Hel la Nonata también lo sabía. La promesa de recuperar a Bálder la había cegado hasta el punto de no prever ni el peligro que corría ni las consecuencias de sus actos, pero lo que decía el cronófago era indiscutible. Mientras el Sueño inundaba aquel lugar, lentas pero inexorables las manecillas del cronófago seguían acercándose, y cuando se encontraran…
Habló con una voz todavía oxidada por la falta de uso.
– Puedo apuntalar esta torre si el Caos se abre paso hasta aquí, y sellarla para aislarla del resto de los mundos. Podemos estar más allá del Orden y del Caos. Tú y yo solos…, mi amor.
El gesto de Bálder, normalmente risueño, era frío.
– No puedo quedarme aquí y ver cómo los mundos son devorados uno tras otro por mi causa…
– No tienes elección -dijo Hel en tono lúgubre. Los seis segundos de tiempo onírico se habían reducido a tres-. Ninguno de nosotros dos puede hacer nada.
Hel había soñado tantas veces con este momento, ella, que nunca soñaba, y ahora que lo tenía al alcance de su mano…
– Tú sí que puedes -respondió Bálder-. Paga a Loki lo que le debes.
Hel se quedó mirándole un instante.
– ¿Te das cuenta de lo que estás diciendo? A estas alturas nadie puede detener lo que está pasando. Incluso aunque tomara tu vida de nuevo… Además, estamos hablando de Loki. Fue su perfidia lo que provocó tu muerte.
– No importa -insistió Bálder-. Has incumplido tu palabra para resucitarme. ¿Qué clase de fundamento es ése para una relación de verdad?
– Pero aquí estarás a salvo -protestó Hel-. Puedes tener cualquier cosa, lo que quieras. ¿Te molesta mi rostro? Existen encantamientos a los que puedo recurrir para convertirme en hermosa. Puedo parecerme a cualquier diosa: a Sif, incluso a Freya…

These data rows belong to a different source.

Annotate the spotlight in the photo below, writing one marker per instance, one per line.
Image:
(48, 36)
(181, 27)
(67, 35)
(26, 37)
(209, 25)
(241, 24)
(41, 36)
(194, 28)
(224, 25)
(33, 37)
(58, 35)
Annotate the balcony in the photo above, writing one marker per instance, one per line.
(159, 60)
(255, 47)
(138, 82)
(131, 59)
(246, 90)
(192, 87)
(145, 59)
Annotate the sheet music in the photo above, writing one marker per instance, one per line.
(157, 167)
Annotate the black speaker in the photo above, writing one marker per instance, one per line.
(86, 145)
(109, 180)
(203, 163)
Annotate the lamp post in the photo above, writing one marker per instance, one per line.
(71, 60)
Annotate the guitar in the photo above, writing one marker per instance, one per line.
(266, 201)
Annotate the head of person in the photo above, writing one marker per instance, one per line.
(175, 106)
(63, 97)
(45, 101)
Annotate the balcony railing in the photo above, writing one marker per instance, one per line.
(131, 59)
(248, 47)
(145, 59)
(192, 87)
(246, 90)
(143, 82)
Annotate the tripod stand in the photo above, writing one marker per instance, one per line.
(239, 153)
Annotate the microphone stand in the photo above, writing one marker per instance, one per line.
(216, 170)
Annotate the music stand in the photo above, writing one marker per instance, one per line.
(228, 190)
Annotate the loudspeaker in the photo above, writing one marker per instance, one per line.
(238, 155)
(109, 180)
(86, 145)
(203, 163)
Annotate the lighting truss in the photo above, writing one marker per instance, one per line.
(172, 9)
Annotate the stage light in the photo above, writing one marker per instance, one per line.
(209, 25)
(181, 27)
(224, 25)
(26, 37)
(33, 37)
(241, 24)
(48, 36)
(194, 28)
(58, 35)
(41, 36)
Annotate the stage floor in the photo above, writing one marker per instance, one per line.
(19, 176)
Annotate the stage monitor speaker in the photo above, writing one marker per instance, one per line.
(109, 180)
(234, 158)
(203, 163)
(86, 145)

Los ojos de Bálder eran fríos como el invierno.
– Sólo son trampas -dijo.
Hel contrajo el ojo vivo en un rictus, cada vez más irritada. «¿Trampas? -pensó-. ¿Qué piensa que utilizan las demás? ¿De verdad cree que el cabello de Freya siempre ha sido de ese color natural? ¿Es que no sabe que Sif usa corsé para tener esa cintura tan estrecha?»
Por primera vez empezó a preguntarse si no había cometido un terrible error trayendo a Bálder a este lugar. Debería haberlo drogado antes. Un simple trago del río Sueño habría bastado para asegurarse su colaboración, al menos hasta que el peligro hubiese pasado.
Sin embargo, ya era demasiado tarde para eso. Bálder se había asomado de nuevo por la ventana, oteando el panorama con los ojos entrecerrados en un gesto de concentración. Durante un segundo le pareció ver a Loki colgando sobre un pozo de serpientes, mientras Odín intentaba desesperadamente agarrar su mano.
Con un chasquido de sus dedos muertos, Hel hizo que la ventana desapareciera, sustituida por un fino tapiz de seda bordado con sofisticadas y lascivas escenas de amantes entrelazados.
Bálder lo vio y se giró.
– Envíame de regreso -dijo con voz plana.
Hel no le hizo caso. Otro gesto, y a su alrededor se materializó una sala de banquetes. Había mesas con cristalería fina, granadas -una tradición en Hel-, pasteles de miel, ostras, dulces y vinos de todos los colores: verde primavera, ámbar oscuro, rosado con tonos dorados y negro tulipán.